The begining of the end for Stanley bench planes.


----------



## 33706

Lakeside = Montgomery Wards, I'm pretty sure.


----------



## povertyridge

Thank you both! Francisco, I bought it for $7.50 and just started cleaning it up. Are you saying that it's a hoge-poge of parts? A frankenplane, if you will?


----------



## Moai

no necessarily, just the iron and cap were replaced with lakeside parts as you mentioned…...well tuned is a decent plane to use and for $7.50, who can complain!


----------



## CharlieM1958

I do not believe it is a Stanley body…. I've never seen one with those markings or that shape frog receiver area. Nonetheless, it looks like a sturdy plane, and should make a fine user at a bargain price once you tune it up.


----------



## dkirtley

Lakeside is a hardware store house brand for Montgomery Wards like Craftsman is from Sears. I have one. They would be contract made by other plane manufacturers such as Stanley. Generally not top of the line but still quite reasonable planes.


----------



## DouginVa

Not the best pics in the world (too dark) but the bed of the plane looks exactly like the Stanley/Handyman series. I have an identical one. Except the frog on mine is painted red. The chip breaker on yours has a stamp of some kind on it but again we can't make out what it is from your pics. They Stanley/Handyman series very basic, not very valuable, but for somebody that doesn't demand a lot of precision from their plane they'll suffice.


----------



## bandit571

Bed doe not match any of my three Handyman castings, nor the clone Companion plane's bed. I does match a Great Neck one I had long ago, and it is a close match to a Stanley/Victor style plane. Looks like the fourth style frog Stanley came out with.
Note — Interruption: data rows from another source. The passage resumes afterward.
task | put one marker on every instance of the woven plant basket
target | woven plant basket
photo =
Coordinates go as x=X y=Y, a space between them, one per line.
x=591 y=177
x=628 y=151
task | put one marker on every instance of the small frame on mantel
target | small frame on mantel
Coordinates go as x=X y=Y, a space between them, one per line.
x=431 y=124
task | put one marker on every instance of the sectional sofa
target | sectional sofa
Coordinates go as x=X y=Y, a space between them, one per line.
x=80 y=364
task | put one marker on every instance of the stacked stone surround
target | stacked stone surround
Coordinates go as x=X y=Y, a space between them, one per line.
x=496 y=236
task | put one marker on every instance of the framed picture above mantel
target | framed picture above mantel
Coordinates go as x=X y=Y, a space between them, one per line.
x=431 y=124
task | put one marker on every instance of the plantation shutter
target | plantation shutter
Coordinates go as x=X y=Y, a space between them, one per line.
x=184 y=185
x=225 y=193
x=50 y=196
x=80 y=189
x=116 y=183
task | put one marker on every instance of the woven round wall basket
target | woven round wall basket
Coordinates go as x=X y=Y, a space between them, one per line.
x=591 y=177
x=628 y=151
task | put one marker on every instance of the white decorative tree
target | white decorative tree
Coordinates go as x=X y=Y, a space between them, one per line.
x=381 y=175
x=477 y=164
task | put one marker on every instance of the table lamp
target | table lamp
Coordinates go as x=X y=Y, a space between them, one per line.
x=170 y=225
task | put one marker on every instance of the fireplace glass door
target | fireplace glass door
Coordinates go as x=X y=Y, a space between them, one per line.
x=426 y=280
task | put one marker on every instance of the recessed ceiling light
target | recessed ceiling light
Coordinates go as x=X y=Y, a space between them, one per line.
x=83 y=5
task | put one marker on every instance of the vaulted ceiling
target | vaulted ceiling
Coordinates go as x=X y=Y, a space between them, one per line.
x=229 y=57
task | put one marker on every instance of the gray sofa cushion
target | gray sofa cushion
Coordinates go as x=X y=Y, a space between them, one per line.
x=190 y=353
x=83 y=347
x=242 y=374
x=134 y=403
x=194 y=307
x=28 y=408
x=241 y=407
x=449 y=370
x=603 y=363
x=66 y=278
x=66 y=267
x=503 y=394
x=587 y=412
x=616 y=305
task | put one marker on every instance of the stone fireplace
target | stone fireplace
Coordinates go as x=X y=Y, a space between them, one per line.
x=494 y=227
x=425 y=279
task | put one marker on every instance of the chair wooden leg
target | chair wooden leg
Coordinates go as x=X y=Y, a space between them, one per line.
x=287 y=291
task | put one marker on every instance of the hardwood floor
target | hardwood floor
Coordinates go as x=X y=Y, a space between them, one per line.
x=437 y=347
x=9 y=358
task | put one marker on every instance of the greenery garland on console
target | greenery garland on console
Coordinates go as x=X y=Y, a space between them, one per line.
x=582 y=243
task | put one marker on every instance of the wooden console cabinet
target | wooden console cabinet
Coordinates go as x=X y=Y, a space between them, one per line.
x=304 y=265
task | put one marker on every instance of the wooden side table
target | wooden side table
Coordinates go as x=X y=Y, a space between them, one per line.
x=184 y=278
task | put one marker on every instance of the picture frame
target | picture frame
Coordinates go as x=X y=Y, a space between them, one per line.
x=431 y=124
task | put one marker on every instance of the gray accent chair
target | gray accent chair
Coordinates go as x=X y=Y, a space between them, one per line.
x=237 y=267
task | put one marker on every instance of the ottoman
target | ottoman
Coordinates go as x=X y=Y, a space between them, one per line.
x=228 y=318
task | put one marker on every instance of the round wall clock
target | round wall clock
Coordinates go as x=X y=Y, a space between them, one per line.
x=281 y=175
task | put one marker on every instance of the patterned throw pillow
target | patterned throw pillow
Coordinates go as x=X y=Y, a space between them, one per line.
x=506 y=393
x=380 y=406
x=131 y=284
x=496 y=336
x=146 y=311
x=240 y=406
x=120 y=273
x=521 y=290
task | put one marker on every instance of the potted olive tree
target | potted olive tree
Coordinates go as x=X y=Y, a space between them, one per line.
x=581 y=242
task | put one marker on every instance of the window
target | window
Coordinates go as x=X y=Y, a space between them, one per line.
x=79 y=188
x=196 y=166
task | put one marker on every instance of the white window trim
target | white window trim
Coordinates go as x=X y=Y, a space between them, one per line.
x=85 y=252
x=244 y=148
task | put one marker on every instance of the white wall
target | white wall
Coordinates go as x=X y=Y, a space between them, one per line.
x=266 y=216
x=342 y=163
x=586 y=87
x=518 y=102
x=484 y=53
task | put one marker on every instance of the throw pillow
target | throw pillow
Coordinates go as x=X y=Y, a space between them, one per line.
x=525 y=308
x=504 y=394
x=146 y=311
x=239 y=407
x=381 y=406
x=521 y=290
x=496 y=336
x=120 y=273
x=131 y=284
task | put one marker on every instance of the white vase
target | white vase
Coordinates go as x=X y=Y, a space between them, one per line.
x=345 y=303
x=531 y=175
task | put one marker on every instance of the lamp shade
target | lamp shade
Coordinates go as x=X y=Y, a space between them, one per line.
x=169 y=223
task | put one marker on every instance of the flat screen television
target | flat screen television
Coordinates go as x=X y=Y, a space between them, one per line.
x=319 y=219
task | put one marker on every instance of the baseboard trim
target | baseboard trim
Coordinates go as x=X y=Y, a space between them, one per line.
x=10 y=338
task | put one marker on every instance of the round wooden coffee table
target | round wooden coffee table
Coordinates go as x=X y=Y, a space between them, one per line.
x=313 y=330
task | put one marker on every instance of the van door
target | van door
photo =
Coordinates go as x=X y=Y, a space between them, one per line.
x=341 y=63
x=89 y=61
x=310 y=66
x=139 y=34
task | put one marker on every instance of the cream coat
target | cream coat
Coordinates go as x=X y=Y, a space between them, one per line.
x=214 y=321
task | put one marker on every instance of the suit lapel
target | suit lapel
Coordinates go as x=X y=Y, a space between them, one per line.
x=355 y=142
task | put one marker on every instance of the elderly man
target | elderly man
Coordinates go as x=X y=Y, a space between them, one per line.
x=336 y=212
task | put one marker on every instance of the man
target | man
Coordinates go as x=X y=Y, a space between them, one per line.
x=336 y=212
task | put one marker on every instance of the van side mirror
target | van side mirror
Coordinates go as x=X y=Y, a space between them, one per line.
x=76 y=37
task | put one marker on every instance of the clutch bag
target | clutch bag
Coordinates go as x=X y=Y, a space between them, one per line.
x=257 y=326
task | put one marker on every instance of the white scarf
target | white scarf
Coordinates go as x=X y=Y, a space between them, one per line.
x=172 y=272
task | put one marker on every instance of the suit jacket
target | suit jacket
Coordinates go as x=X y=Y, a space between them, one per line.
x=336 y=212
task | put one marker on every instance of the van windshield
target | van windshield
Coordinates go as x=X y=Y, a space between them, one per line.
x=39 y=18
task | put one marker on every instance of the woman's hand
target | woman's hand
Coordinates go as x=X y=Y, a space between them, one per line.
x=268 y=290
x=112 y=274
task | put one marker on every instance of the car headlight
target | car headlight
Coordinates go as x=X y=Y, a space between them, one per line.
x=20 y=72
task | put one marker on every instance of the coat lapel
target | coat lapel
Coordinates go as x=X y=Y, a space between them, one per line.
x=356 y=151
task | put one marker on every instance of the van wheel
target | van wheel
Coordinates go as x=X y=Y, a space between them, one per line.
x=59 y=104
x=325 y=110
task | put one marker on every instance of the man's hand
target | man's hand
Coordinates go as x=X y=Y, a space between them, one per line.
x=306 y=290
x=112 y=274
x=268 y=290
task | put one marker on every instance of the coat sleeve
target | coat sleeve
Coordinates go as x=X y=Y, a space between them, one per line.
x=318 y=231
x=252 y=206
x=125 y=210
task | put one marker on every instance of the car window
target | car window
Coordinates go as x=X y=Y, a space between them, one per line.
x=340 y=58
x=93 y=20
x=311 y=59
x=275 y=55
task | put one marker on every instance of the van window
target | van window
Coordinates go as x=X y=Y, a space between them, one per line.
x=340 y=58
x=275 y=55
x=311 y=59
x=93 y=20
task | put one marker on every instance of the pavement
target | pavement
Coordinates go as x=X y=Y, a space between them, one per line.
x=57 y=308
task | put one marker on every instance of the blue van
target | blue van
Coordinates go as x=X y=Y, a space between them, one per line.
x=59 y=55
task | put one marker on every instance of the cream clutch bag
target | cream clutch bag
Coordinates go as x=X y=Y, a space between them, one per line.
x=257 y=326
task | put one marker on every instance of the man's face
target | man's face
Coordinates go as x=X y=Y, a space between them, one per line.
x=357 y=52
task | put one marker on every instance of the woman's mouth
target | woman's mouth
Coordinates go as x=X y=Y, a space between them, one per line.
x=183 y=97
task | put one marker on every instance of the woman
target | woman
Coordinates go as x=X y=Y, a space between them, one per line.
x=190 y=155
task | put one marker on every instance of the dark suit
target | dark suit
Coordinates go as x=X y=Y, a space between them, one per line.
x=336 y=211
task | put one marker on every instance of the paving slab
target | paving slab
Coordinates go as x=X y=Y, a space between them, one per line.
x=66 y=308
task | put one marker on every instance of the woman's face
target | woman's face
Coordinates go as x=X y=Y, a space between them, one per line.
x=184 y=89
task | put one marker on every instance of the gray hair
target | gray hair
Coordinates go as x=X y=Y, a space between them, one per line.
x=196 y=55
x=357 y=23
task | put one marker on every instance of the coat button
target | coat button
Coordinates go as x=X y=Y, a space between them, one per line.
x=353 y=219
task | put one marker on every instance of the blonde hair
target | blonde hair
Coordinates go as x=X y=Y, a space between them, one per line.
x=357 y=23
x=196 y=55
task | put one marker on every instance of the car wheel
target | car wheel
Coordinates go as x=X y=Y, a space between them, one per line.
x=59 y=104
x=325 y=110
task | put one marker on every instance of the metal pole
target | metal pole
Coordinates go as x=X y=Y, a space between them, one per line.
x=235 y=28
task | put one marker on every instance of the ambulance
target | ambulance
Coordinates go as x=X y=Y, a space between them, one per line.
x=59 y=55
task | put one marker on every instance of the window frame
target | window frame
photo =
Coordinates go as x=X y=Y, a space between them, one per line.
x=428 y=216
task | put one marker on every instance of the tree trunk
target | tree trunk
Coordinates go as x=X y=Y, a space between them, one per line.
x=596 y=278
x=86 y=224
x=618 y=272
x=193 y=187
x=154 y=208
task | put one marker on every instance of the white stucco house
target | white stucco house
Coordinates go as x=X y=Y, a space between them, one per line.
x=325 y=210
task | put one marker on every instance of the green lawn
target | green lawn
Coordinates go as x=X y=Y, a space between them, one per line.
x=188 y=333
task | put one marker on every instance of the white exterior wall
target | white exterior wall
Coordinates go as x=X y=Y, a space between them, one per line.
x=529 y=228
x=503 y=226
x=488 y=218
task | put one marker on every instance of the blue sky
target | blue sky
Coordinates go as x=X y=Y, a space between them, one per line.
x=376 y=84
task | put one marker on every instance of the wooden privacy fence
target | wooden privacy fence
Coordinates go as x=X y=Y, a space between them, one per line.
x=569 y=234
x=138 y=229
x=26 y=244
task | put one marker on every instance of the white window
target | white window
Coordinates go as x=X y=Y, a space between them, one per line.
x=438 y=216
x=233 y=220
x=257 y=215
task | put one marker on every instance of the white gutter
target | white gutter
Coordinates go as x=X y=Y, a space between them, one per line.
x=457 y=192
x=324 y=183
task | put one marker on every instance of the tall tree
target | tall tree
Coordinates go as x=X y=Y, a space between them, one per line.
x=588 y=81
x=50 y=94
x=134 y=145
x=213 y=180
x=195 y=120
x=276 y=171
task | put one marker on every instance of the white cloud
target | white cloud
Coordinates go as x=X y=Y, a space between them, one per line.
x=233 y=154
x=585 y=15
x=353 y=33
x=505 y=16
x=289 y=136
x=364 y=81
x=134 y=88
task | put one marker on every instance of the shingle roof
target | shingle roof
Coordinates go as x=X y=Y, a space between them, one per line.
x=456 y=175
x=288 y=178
Maybe my Handymans are a little older? None have that split foot to them in the frogs. All have the folded "V" lateral lever.









Stanley Victor #1104


----------



## povertyridge

Again, thank you all for your continued input, i appreciate it! Bandit, i picked one up similar to that one too for $5. The frog is different, has a C44 and a U7 on it. The bed looks dark blue with "MADE IN THE USA" behind the frog. no other stamps and the face clamp says STANLEY HANDYMAN looks like a pretty cheap model but i am cleaning them up and gonna put them to use!


----------



## bandit571

Just sharpen the iron, and give a try….


----------



## povertyridge

I don't think this is the original frog for the bed. it has black and a grey color on it. Kinda strange.


----------



## bandit571

Millers Falls, maybe?









This is a type 4


----------



## donwilwol

Here what I had

*Montgomery Wards.* Wards Master Lakeside - Lakeside planes were cheaper Stanley-made (mostly) planes that were made for Montgomery Ward and, as such, they're not really worth a lot of money. Montgomery Ward never made their own tools but instead used other makers tools which were then rebranded. The fit and finish isn't quite as good with say a normal Stanley or Sargent plane, and the handle and knob are usually stained beech or another hardwood, rather than rosewood. With some fettling though you can end up with a decent enough worker plane.


----------



## povertyridge

its all cleaned up and sharpened now, i will let you all know how it performs in just a bit!


----------



## povertyridge

Clearly I'm not a collector, however, I can see how satisfying hand planes can be. I think I'm hooked….. Just need to know what to look for and I'll be set. thanks for leading me in the right direction. What a great community!


----------



## donwilwol

Well, I wasn't any where near a collector when I started and had no intentions of it. It just kinda sneaks up on you.


----------



## povertyridge

Cleaned, flattened and sharpened….....


----------



## dkirtley

Nothing wrong with that. Looks great.


----------



## racerglen

Nicely done Chad !


----------



## povertyridge

Thank you to all that gave their input, I appreciate it!!


----------



## jonny24

I realize that this thread is from a month ago, but I though I'd add a little bit.

I just bought the exact same blue plane. It was sold as a Millers Falls, and the blade and cap iron were both marked MF. But the sole, frog, and handles are all the same shape. The handles are painted black and the frog is blue, but it has the same "Made in USA" and has numbers ins the same spots on the frog and above the made in usa.


----------